If I don't see that it's clipped on, I do tend to ask for a check.

Neil
Oceanrower - on 19 Dec 2012
In reply to Neil Williams: But is that really dangerous? They'll only go as far as the first clip.
Neil Williams - on 19 Dec 2012
In reply to Oceanrower

It is if he hit the first clip hard, as would be likely if I took a large fall. Good chance of some sort of gear failure there I'd think, or if not that at least injury to him and a chance of me being dropped.

Me: 18st, the belayer concerned about 11st. Fortunately the bags at Big Rock are quite heavy.
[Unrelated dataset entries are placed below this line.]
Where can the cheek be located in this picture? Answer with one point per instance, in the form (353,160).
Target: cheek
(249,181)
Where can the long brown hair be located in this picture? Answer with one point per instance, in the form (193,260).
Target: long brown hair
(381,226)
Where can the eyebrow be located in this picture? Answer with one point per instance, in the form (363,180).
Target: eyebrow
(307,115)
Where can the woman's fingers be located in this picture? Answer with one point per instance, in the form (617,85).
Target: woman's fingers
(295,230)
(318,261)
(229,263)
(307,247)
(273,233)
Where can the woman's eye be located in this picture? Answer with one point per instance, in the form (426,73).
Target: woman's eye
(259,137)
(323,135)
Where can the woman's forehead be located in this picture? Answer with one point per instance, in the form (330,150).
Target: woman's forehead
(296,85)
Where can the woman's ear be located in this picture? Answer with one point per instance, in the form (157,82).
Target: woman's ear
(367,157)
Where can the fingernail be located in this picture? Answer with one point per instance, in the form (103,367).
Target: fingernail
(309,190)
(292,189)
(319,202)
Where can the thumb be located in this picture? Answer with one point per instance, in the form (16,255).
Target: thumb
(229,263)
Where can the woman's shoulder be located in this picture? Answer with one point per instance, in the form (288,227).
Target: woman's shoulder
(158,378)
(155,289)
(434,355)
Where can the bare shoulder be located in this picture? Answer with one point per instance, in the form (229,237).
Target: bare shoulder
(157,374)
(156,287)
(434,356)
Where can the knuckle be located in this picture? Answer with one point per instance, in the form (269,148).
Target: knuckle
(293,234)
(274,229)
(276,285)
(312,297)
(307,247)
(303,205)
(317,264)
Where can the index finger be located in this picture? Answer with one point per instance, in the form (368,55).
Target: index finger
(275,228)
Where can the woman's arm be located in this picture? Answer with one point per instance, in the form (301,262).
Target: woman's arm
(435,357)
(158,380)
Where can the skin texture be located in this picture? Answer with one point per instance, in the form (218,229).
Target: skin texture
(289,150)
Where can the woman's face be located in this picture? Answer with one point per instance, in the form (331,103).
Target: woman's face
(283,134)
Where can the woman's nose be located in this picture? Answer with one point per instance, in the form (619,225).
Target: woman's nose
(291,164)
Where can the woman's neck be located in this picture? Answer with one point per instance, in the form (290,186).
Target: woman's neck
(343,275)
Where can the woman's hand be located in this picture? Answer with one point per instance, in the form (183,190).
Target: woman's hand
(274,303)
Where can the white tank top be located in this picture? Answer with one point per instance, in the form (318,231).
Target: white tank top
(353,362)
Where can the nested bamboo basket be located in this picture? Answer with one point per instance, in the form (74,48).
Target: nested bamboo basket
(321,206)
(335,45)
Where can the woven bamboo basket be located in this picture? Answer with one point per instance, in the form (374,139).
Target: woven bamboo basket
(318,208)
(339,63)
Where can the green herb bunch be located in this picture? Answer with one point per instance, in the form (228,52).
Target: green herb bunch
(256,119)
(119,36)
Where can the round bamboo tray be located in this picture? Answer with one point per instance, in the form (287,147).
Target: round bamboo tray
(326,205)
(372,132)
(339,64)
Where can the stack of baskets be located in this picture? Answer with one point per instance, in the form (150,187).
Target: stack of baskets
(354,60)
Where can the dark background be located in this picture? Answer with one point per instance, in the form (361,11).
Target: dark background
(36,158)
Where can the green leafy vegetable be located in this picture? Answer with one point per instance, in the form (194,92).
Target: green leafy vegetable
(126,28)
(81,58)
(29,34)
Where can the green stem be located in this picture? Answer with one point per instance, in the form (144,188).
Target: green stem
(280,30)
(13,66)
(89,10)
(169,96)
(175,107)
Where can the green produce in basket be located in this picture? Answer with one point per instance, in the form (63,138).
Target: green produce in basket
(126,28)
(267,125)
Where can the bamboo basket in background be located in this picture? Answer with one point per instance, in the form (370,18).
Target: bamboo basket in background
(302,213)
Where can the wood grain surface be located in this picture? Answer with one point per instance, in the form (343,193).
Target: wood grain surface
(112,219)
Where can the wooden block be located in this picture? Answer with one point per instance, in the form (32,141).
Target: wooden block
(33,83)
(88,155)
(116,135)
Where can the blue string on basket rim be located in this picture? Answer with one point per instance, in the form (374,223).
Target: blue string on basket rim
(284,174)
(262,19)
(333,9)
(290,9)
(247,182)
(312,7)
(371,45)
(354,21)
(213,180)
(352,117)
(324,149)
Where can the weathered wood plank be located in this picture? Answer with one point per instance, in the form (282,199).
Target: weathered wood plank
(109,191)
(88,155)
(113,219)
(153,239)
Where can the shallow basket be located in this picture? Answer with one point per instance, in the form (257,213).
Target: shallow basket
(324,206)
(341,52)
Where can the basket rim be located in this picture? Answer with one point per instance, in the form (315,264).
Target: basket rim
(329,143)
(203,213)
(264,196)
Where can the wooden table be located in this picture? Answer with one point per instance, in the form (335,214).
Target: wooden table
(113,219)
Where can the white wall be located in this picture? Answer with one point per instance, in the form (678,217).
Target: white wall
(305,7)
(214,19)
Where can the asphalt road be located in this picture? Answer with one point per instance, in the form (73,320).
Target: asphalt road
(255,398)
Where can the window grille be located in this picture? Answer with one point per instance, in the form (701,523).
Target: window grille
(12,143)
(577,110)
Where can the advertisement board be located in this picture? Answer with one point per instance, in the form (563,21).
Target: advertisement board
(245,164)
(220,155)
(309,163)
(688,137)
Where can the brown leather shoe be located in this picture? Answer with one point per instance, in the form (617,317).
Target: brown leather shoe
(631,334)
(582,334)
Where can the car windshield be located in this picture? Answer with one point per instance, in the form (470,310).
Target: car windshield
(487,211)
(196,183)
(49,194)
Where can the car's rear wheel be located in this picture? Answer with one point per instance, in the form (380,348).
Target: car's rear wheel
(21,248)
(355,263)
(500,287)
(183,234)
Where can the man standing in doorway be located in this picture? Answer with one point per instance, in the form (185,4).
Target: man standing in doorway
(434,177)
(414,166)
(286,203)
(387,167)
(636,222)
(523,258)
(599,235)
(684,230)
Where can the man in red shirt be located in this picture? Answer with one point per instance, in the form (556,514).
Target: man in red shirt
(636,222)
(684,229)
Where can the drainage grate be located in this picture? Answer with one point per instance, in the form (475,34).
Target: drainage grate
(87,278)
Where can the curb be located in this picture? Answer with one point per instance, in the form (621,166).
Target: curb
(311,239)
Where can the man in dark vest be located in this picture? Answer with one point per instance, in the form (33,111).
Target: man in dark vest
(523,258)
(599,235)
And yes I have taken falls with him belaying before, so it is safe. But not if the bag is forgotten.

Neil
ablackett - on 19 Dec 2012
In reply to Mark Kemball: I tend to check my own knot. Only remember to do this when I am scared or about to lower off.

Never had a problem yet!

Andy
LRB - on 20 Dec 2012
In reply to ablackett: Which would be too late if you'd mistied your knot!

Whether outdoors or indoors I'll check my partner's knot or that they have me on belay properly and vice versa.

Amongst the guys I cimb with we also go through the same starting routine after checking knots:

Me: Ready
Partner: Climb when ready
Me: Climbing

At least this way when I set off I know that my belayer has hold of the dead end and isn't picking his nose/scratching his ass etc!

We use other calls when outside and always start the call with our partner's name to avoid any confusion with other teams.

It's ultimately personal choice but I'll stick with what works for me, no-one I've climbed with has ever had a problem with the above, if they did I'd think twice about letting them hold the rope for me!